CarSales have also made a number of improvements to the app which have made it the closest thing to having Rex Hunt/Ray Warren in your pocket.
This got me thinking about brands sponsoring properties. I really think that there is three distinct times that brands can get involved with a property. When I say property I mean an idea, artist, product, event, sport, application, meme.
This is where a brand can come up with a property or get involved with a property before it launches.
Positive – The brand is intrinsically linked to the property from the start
Negative - Higher risk, if the property is a flop, they have invested a lot of money in the idea.
Example – Rexona Ultimate Athlete,– V Festival
Brands have identified the property on their radar and get involved with the property after it has had a small amount of success.
Positive – Chance to get involved and linked to the product before it hits a critical mass
Negative – Property may be seen as selling out
- May have hit its peak without the brand knowing it.
Examples – CarSales Footy Live, RedBull Air Race
This usually looks like a sponsorship of an established property.

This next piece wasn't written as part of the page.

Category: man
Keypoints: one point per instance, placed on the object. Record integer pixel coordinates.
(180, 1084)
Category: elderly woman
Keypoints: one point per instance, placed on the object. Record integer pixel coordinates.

The brand does not get a lot of involvement in shaping the property.
Positive – Lowered risk of reaching the desired audience as the property is established and they have good knowledge of the size and type of people who are involved with their property.
Negative – The brand has to fight hard to define how they are adding value to the property otherwise consumers may only see it as a marketing activity
- There is usually a number of brands that are involved with the property so clutter and cut through are an issue.